Estaban en una zona de pequeños restaurantes, delante de un largo mostrador con una larga y ancha zona para comer justo al otro lado del pasillo, de cara al Broadway Market, un concurrido mercado interior. El mercado era una tradición en Búfalo y, como la mayoría de las tradiciones de América, había visto mejores días. En su época de esplendor fue un convulso mercado de carne fresca, fruta, flores y tchotchke situado en la vieja sección polaca y alemana de la ciudad. El Broadway Market estaba ahora rodeado por un gueto negro y solo cobraba vida en Pascua, cuando las muchas familias polacas que habían huido a Cheektowaga y otros barrios venían a comprar sus jamones de Pascua. Hoy, la mitad del espacio del mercado estaba vacío y se producían algunos intentos poco inspirados de realizar muestras y festividades en Halloween, pero solo unas pocas madres negras con sus niños disfrazados deambulaban por los pasillos.

Kurtz y Rigby se sentaban en el casi vacío mostrador del pasillo lateral del restaurante. Por alguna razón promocional, todas las camareras tras el largo mostrador llevaban pijamas de franela. Una de ellas tenía puesto una especie de gorro de dormir. No parecían muy felices y Kurtz no podía culparlas.
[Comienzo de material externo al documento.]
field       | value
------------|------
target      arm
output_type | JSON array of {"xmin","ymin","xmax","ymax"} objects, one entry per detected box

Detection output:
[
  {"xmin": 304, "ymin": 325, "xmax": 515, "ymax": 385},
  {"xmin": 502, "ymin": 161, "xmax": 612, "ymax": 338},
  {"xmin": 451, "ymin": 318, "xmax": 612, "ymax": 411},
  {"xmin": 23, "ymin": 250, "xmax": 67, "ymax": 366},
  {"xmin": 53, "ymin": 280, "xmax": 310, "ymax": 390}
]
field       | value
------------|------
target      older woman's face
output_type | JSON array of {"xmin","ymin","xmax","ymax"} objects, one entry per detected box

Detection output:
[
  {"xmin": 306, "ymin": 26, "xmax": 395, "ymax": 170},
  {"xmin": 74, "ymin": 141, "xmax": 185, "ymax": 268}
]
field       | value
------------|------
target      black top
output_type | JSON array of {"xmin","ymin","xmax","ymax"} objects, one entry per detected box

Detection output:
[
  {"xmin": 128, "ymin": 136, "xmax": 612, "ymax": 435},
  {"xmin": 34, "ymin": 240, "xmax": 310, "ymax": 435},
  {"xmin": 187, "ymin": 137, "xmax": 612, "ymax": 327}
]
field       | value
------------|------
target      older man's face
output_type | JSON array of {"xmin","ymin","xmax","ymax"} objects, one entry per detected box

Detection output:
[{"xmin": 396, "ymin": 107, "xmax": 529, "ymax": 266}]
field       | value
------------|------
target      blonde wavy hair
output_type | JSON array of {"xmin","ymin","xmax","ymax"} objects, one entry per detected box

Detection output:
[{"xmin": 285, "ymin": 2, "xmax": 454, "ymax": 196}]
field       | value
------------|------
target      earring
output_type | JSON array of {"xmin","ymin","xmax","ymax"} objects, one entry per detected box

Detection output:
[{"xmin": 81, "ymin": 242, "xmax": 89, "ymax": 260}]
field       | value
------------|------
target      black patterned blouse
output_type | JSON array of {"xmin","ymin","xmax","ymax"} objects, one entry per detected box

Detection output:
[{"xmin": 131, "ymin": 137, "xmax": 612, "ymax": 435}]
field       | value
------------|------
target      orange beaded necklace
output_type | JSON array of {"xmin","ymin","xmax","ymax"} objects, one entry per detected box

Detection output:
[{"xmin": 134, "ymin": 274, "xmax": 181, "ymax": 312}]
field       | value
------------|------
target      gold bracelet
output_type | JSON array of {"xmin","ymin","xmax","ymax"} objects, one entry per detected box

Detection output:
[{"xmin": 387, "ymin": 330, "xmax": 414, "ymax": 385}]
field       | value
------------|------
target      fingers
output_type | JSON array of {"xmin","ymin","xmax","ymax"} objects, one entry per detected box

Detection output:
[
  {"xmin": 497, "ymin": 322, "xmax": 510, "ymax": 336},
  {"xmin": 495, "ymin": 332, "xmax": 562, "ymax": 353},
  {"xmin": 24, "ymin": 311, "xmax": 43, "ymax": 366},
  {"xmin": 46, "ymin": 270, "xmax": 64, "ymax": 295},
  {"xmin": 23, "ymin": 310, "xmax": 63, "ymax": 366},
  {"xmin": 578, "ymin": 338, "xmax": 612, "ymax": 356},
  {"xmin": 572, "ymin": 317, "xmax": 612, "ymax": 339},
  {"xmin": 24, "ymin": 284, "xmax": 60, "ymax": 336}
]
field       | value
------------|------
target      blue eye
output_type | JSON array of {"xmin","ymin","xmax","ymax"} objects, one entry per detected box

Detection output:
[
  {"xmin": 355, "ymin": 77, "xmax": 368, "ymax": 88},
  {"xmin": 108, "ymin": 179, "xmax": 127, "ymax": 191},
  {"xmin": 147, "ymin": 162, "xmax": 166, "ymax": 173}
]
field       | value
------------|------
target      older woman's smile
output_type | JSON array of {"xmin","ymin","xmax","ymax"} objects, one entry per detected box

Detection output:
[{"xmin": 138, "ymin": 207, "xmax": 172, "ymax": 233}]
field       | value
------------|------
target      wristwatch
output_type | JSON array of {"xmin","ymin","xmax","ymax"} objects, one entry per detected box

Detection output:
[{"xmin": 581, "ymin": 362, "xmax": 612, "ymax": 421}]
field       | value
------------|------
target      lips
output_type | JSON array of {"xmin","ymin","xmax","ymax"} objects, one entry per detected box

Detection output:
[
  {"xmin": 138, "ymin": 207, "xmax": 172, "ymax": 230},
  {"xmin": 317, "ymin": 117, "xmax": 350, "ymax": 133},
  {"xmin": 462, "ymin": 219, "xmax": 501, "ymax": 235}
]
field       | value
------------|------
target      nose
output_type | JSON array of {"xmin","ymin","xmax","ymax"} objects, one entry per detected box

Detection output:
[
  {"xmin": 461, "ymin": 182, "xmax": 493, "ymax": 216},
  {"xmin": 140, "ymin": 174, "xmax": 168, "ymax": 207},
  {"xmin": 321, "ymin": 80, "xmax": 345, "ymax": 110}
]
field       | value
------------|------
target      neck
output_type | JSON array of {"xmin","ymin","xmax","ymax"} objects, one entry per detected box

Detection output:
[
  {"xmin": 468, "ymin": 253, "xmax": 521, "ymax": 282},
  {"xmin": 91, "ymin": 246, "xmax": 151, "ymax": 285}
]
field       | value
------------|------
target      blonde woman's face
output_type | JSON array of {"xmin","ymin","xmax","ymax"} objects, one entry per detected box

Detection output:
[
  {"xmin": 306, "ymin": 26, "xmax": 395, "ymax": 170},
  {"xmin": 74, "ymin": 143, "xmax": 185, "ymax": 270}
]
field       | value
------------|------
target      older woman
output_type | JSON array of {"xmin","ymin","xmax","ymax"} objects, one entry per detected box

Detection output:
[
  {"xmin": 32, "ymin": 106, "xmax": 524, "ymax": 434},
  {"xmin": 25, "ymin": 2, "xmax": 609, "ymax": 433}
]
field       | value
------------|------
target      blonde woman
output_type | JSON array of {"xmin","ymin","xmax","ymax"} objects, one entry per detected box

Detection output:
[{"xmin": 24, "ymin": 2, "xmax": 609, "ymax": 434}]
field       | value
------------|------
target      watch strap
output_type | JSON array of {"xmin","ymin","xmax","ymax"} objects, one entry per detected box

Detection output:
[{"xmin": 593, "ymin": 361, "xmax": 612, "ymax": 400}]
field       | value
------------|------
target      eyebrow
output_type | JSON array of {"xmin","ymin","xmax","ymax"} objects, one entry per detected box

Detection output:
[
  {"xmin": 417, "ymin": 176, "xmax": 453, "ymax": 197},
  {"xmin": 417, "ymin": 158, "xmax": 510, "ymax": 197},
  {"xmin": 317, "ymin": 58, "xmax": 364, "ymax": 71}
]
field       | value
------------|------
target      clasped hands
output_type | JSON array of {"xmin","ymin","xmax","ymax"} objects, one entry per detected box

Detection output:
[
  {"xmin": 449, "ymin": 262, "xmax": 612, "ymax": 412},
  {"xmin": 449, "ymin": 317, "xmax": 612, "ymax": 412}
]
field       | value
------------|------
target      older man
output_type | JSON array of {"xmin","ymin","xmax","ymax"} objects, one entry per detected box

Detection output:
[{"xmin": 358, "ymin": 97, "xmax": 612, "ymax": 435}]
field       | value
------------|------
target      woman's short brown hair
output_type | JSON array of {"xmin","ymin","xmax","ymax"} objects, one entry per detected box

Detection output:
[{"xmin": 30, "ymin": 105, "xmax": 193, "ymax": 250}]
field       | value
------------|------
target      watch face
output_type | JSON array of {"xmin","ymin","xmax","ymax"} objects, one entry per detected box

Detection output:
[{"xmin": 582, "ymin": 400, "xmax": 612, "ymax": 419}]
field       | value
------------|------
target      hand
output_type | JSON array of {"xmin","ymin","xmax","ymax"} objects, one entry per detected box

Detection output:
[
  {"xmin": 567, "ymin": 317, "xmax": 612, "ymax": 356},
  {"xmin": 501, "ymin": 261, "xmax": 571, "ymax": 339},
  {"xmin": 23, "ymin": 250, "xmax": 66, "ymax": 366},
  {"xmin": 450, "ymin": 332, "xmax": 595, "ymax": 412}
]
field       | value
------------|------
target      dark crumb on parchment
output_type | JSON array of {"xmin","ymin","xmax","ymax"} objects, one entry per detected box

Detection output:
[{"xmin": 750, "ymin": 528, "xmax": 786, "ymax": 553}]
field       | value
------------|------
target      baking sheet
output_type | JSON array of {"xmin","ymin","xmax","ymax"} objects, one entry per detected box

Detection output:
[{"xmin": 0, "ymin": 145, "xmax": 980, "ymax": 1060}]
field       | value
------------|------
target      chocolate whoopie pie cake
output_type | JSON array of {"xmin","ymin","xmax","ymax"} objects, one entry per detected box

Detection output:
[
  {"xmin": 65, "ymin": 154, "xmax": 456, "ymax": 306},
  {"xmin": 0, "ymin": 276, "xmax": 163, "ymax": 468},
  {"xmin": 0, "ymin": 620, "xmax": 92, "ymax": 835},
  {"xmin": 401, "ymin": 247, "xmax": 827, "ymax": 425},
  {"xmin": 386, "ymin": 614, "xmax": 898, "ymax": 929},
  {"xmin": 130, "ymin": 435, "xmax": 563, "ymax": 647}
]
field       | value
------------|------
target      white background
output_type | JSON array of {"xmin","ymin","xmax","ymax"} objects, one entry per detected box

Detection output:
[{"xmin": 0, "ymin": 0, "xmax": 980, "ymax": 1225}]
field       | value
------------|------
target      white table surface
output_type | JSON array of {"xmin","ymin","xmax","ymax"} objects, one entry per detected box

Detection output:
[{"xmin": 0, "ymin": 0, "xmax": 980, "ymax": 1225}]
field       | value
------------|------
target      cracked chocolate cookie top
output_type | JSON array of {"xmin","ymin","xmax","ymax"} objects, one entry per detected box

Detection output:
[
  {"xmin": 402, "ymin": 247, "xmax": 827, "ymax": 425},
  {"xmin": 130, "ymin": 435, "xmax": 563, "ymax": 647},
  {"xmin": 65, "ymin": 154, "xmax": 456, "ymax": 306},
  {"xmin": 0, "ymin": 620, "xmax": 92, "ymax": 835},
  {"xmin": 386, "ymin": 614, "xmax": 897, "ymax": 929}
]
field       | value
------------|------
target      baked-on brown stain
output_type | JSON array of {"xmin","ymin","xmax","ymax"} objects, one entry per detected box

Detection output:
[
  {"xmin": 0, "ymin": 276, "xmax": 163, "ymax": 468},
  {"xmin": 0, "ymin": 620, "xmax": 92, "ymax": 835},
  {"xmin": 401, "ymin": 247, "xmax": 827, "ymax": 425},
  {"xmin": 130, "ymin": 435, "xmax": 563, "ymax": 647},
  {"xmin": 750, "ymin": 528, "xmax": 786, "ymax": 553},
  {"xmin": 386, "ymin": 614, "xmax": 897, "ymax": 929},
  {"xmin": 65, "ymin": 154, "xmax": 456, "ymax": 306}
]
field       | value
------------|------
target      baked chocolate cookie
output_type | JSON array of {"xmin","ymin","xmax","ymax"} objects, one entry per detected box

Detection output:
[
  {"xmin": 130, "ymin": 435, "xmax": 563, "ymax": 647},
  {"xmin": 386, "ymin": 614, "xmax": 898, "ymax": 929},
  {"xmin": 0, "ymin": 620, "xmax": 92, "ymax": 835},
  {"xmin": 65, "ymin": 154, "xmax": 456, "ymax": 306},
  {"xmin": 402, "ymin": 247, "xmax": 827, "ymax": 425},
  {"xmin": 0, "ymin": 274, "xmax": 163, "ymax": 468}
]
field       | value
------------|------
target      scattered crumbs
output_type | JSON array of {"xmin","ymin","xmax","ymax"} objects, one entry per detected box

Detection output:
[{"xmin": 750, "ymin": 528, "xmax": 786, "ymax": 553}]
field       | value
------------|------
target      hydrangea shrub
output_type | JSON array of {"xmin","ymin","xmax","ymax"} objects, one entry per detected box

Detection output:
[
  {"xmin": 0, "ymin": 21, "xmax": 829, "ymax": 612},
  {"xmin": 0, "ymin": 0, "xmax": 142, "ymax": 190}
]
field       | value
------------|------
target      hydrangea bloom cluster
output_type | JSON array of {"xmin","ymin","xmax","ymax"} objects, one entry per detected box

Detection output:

Kurtz y Rigby bebían café. Kurtz también había pedido un dónut, aunque lo mordisqueó sin entusiasmo. Niños pequeños con disfraces de supermercado de la Guerra de las Galaxias y Spiderman lo miraban, volvían a mirarlo y luego se enganchaban a las piernas de sus madres. Kurtz seguía llevando las gafas de Ray Charles, pero era evidente que los cardenales, parecidos a las rayas de un mapache, habían adquirido hoy una tonalidad anaranjada y asomaban un poco más por encima de las gafas. Llevaba una gorra negra de béisbol para cubrir la mayor parte del pequeño vendaje que mantenía debajo.

—¿Recuerdas venir aquí de pequeña? —preguntó Kurtz, sorbiendo de su café y observando cualquier movimiento que hubiera en el espacio cavernoso. Muchas de las madres parecían hastiadas y mortecinas, sus hijos, en cambio, hiperactivos.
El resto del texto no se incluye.